Così passammo la serata laggiù. In pratica, con tutti i manovali che quella sera dovevano trovarsi, come noi, altrove. Dimostrando una discrezione encomiabile, nessuno fece caso all'altro. Mangiammo, bevemmo, ci divertimmo e alla fine tornammo all'ovile senza far caso all’ora. Trovammo gli spettatori che sciamavano all'esterno. Mentre lo speaker che li invitava già a rientrare perché il secondo atto sarebbe ricominciato di lì a poco.
Qualcuno ebbe un'idea: perché non andare al cinema?

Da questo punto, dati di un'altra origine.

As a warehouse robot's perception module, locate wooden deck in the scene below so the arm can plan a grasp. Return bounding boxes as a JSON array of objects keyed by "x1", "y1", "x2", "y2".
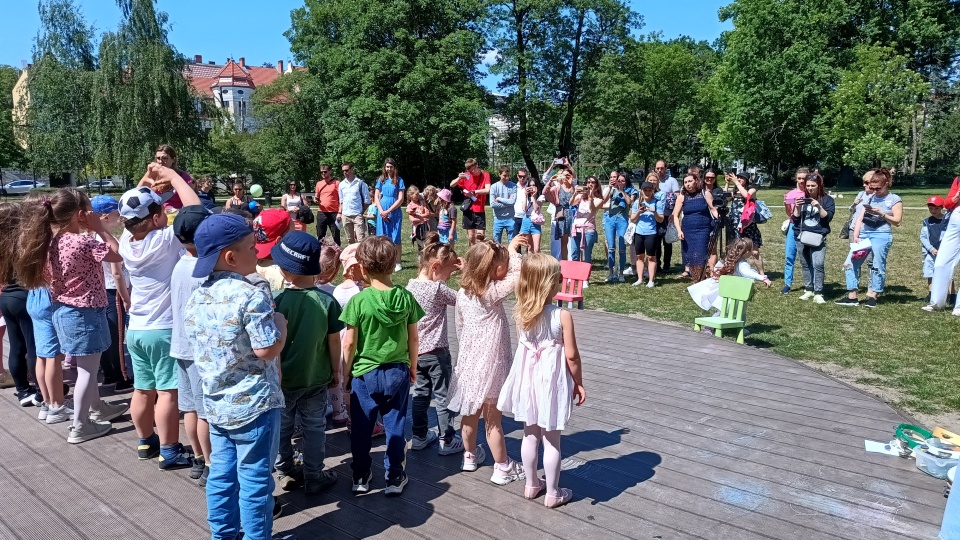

Intenzionati a non darci per vinti, partimmo alla volta dell'Embassy che dava un bel film con Marina Frajese, che si poteva vedere iniziato senza rischiare di fraintendere la trama. Quando ci presentammo alla biglietteria, la cassiera ci accolse con un sorriso: "Che opera danno stasera in Arena?". Allarmati, le domandammo su che basi potesse pensare che noi avessimo qualcosa a che fare con quell'ambiente. Lei si limitò ad indicare i nostri cartellini di riconoscimento che spiccavano sulle camicie azzurre della divisa. Non eravamo i primi, ci disse, e saltò pure fuori che aveva una figlia nel coro. Ci augurò una buona visione.
Uscimmo a notte inoltrata. Il film non c'era dispiaciuto anche perché introduceva un piacevole elemento di novità al classico triangolo lui lei l'altro, nel senso che l'altro era interpretato da un pony.
Quando facemmo ritorno il pubblico usciva, entrammo di corsa per liberare la buca ma di nuovo la voce ci avvertì che lo spettacolo sarebbe ripreso di lì a poco, cominciava il terzo atto.
Ci sdraiammo sulle panchine in attesa della scena dell’impiccagione.